According to the present invention, the estimated lateral acceleration is calculated, and the road surface friction coefficient is detected by comparing the actual lateral acceleration with the estimated lateral acceleration. For this reason, if the vehicle is turning at which the actual lateral acceleration occurs, the road surface friction coefficient can be detected in any of the tire grip state where the tire is not idling and the slip state where the tire is idling. Therefore, the chance of detecting the road surface friction coefficient increases. Therefore, the opportunity for notifying the driver of the vehicle of the road surface condition is increased, and safe driving can be promoted. In addition, since the lateral motion of the vehicle is taken into account when calculating the road surface friction coefficient, it is possible to prevent deterioration of the estimation accuracy at the time of turning.

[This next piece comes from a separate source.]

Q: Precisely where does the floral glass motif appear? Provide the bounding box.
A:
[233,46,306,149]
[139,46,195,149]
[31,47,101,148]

[Brief description of the drawings]

FIG. 1 is a block diagram showing an algorithm for estimating a road friction coefficient according to an embodiment of the present invention.

FIG. 2 is a system configuration diagram of an embodiment of the present invention.

FIG. 3 is a map used in the Cf estimating means of FIG. 1;

FIG. 4 is a map used by a road surface friction coefficient estimating unit in FIG. 1;

[Explanation of symbols]

 DESCRIPTION OF SYMBOLS 1 ... Wheel speed sensor 2 ... Yaw rate sensor 2 '... Rudder angle sensor 3 ... Acceleration sensor 4 ... Control device 5 ... Display device 6 ... Slip angle estimation means 7 ... Cornering force estimation means 8 ... Estimated lateral acceleration calculation means 9 ... Road surface friction Coefficient estimation means

──────────────────────────────────────────────────続 き Continuation of front page (56) References JP-A-63-284066 (JP, A) JP-A-4-126667 (JP, A) JP-A-4-325357 (JP, A) JP-A-4- 126670 (JP, A) JP-A-4-135923 (JP, A) JP-A-6-206563 (JP, A) JP-A-5-502421 (JP, A) (58) Fields investigated (Int. Cl. ⁷ , DB name) B62D 6/00-6/06 B62D 7/14

Claims (1)

(57) [Claims] 1. A means for estimating a slip angle of a wheel, a means for estimating a cornering force from an obtained slip angle, a means for calculating an estimated lateral acceleration from an obtained cornering force, a means for detecting an actual lateral acceleration, and A device for detecting a road surface friction coefficient, comprising: means for estimating a road surface friction coefficient from the estimated lateral acceleration and the actual lateral acceleration.